Becker, A., Ehret, A.M., & Kirsch P. (2017). From the neurobiological basis of comorbid alcohool dependence and depression to psychological treatment strategies: study protocol of a randomized controlled trial. BMC Psychiatry 17 (1):153.

Invernizzi, G., & Bressi, C. (2012). Psichiatria e psicopatologia clinica. 4ed .Milano: Mc Graw Hill, 267-285.

Iome, L., Guglielmo, R., Fertonani Affini, G., Quatrale, M., Martinotti, G., Callea, A., et al. (2018). Neuropsychological performance in alcohol dependent patients: a one-year longitudinal study. Psychiatry investigation, 15(5): 505-513.

Kaag, A.M., Schulte, M.H.J.2 Jansen, J.M., van Wingen, G., Homberg, J., van den Brink, W., et al., (2018). Tween gray matter volume and the use of alcohol, tobacco, cocaine and cannabis in male polysubstance users. Drug Alcohol Depend.,187, 186-194.

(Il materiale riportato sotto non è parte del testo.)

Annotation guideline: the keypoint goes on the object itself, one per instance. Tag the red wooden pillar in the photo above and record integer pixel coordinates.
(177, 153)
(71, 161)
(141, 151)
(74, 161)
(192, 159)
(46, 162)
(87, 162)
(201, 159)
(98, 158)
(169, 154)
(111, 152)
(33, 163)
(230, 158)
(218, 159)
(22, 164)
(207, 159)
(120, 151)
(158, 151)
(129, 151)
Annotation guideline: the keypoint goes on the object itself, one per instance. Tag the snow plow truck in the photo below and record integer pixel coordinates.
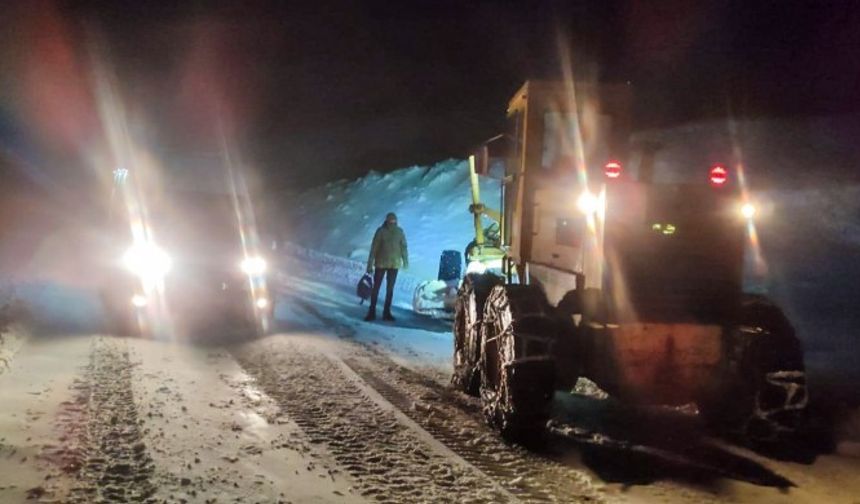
(592, 270)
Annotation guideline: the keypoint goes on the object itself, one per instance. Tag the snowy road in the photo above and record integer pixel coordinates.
(333, 409)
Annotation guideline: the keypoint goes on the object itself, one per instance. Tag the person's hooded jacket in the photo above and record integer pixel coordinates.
(388, 249)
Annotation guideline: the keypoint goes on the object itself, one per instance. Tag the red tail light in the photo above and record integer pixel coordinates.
(718, 175)
(612, 169)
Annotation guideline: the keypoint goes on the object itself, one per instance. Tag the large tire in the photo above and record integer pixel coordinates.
(468, 317)
(517, 364)
(767, 403)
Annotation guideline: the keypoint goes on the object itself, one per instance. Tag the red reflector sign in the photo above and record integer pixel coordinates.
(718, 175)
(612, 169)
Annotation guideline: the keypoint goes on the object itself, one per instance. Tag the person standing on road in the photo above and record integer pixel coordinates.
(387, 255)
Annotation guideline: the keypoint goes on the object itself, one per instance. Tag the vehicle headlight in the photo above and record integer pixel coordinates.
(147, 261)
(253, 265)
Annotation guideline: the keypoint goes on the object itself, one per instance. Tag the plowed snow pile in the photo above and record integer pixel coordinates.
(804, 176)
(431, 204)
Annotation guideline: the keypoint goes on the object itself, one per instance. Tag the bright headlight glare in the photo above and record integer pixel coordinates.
(253, 265)
(147, 260)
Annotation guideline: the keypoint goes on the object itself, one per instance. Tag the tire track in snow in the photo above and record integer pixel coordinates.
(526, 475)
(460, 427)
(112, 461)
(388, 460)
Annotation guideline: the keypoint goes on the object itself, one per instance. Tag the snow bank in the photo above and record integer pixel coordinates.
(804, 176)
(431, 203)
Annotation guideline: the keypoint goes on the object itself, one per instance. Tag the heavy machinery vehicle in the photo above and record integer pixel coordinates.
(602, 272)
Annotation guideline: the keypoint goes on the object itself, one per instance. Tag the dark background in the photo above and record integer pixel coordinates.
(314, 91)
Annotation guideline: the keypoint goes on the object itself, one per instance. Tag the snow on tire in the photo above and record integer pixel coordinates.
(517, 367)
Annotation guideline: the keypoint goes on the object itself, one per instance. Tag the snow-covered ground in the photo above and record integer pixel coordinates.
(804, 176)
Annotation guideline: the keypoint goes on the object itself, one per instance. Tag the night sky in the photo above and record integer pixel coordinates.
(322, 90)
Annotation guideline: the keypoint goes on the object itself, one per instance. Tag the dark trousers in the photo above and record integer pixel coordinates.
(390, 277)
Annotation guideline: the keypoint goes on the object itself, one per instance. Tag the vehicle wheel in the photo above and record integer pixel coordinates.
(517, 365)
(768, 404)
(468, 315)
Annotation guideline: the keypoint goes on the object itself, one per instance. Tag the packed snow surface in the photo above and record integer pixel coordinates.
(804, 177)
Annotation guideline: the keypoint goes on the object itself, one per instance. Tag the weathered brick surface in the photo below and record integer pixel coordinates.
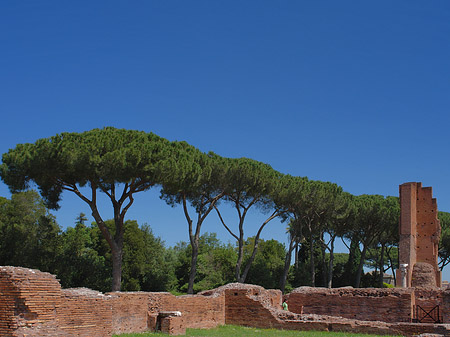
(369, 304)
(129, 312)
(85, 312)
(32, 304)
(197, 311)
(28, 302)
(173, 325)
(419, 231)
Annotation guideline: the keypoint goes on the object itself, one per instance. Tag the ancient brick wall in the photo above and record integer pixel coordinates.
(132, 311)
(28, 302)
(32, 304)
(198, 311)
(419, 236)
(129, 312)
(84, 312)
(387, 305)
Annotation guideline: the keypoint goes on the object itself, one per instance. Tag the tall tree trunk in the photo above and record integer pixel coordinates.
(311, 259)
(287, 263)
(255, 247)
(117, 259)
(324, 264)
(331, 263)
(193, 270)
(381, 266)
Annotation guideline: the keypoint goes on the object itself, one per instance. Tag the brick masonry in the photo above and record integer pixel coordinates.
(32, 303)
(419, 236)
(369, 304)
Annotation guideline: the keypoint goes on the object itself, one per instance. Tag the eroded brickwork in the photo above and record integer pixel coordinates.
(29, 300)
(84, 312)
(368, 304)
(419, 237)
(32, 304)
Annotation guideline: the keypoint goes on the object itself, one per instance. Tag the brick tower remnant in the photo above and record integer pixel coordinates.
(420, 231)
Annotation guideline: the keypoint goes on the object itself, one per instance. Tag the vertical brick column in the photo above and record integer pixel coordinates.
(419, 236)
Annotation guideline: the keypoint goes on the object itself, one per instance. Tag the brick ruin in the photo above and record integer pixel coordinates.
(420, 231)
(32, 304)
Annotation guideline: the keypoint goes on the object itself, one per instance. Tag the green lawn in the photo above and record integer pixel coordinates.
(237, 331)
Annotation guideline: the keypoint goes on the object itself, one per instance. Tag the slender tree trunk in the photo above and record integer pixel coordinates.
(255, 247)
(381, 266)
(117, 259)
(311, 260)
(238, 275)
(391, 265)
(360, 267)
(193, 270)
(331, 263)
(194, 236)
(287, 263)
(324, 264)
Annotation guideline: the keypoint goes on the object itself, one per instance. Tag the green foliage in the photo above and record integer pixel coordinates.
(215, 263)
(268, 265)
(28, 233)
(444, 243)
(240, 331)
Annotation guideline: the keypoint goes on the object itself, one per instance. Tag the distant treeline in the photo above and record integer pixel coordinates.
(80, 257)
(120, 163)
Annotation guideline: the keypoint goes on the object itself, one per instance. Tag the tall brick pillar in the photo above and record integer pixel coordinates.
(420, 231)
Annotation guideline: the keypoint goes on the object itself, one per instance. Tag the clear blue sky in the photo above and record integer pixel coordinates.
(353, 92)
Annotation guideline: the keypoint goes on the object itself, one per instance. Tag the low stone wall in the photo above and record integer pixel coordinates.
(133, 311)
(369, 304)
(29, 300)
(84, 312)
(33, 304)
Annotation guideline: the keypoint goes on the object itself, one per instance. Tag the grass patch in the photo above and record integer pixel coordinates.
(238, 331)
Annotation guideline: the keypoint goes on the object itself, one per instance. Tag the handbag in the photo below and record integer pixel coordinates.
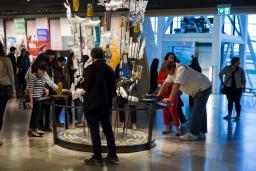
(224, 90)
(24, 102)
(6, 92)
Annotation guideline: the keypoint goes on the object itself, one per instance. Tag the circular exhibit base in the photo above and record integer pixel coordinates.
(127, 141)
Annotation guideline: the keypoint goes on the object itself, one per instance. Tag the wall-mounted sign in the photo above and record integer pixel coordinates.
(42, 35)
(19, 25)
(224, 9)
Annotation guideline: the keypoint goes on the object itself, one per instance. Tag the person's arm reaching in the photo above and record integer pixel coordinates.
(175, 89)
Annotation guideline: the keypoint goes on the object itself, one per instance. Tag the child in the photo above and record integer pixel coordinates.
(36, 89)
(168, 111)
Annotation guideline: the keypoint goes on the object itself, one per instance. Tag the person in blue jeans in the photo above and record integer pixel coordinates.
(100, 86)
(198, 86)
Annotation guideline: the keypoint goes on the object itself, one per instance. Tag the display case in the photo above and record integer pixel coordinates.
(127, 139)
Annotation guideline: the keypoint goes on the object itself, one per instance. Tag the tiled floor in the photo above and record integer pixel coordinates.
(228, 146)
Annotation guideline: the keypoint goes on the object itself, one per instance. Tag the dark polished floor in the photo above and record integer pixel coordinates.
(229, 146)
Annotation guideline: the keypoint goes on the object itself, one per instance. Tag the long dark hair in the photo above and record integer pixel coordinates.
(154, 64)
(2, 52)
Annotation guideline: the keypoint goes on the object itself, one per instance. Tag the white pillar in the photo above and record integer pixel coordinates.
(244, 34)
(160, 34)
(216, 52)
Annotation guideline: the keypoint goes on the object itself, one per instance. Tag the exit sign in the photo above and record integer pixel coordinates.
(224, 9)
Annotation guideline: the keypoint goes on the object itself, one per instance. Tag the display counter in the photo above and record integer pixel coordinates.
(127, 139)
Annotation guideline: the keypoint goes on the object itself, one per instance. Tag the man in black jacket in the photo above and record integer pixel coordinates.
(11, 55)
(100, 86)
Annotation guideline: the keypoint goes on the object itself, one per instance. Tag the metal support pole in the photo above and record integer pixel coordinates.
(243, 47)
(54, 127)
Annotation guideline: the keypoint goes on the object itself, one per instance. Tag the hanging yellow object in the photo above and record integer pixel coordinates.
(75, 5)
(105, 19)
(136, 28)
(122, 22)
(59, 89)
(89, 10)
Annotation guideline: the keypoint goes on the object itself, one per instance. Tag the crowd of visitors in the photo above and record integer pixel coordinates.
(19, 77)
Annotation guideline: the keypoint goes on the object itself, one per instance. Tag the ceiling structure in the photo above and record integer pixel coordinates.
(25, 7)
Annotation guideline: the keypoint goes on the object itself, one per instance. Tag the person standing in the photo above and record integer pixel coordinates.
(7, 87)
(100, 85)
(171, 57)
(153, 75)
(196, 66)
(23, 64)
(235, 84)
(36, 89)
(197, 85)
(12, 57)
(168, 111)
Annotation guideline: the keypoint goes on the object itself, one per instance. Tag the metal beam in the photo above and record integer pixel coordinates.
(216, 52)
(233, 25)
(167, 24)
(232, 39)
(190, 37)
(223, 62)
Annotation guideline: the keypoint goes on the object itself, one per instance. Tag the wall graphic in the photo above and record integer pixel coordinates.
(38, 36)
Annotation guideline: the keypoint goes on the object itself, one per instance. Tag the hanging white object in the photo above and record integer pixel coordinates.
(106, 38)
(113, 5)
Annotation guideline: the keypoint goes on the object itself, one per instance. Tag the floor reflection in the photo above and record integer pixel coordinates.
(229, 145)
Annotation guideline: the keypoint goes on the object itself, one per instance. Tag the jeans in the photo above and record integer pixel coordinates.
(36, 115)
(3, 104)
(234, 96)
(94, 118)
(199, 115)
(79, 111)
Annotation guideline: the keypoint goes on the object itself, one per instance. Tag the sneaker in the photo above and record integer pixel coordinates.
(178, 133)
(236, 118)
(166, 132)
(112, 160)
(48, 129)
(188, 137)
(201, 136)
(94, 161)
(227, 117)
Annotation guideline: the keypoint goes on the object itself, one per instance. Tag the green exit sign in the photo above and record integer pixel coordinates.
(224, 10)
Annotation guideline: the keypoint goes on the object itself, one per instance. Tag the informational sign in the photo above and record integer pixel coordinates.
(224, 9)
(42, 35)
(19, 25)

Morales, A.M., Jones, S.A., Ehlers, A., Lavine, J.B., Nagel, & B.J. (2018).Ventral striatal during decision making risk and reward is associated with future binge drinking in adolescent. Neuropsychopharmacology. DOI: 10.1038/s41386-018-0087-8.

Zhu ,J., Wang, Y., Wang, H., Cheng, W., Li, Z., Qian, Y., et al., (2018). Abnormal gray matter asymmetry in alcohol dependence. Neuroreport.,29 (9), 753-759.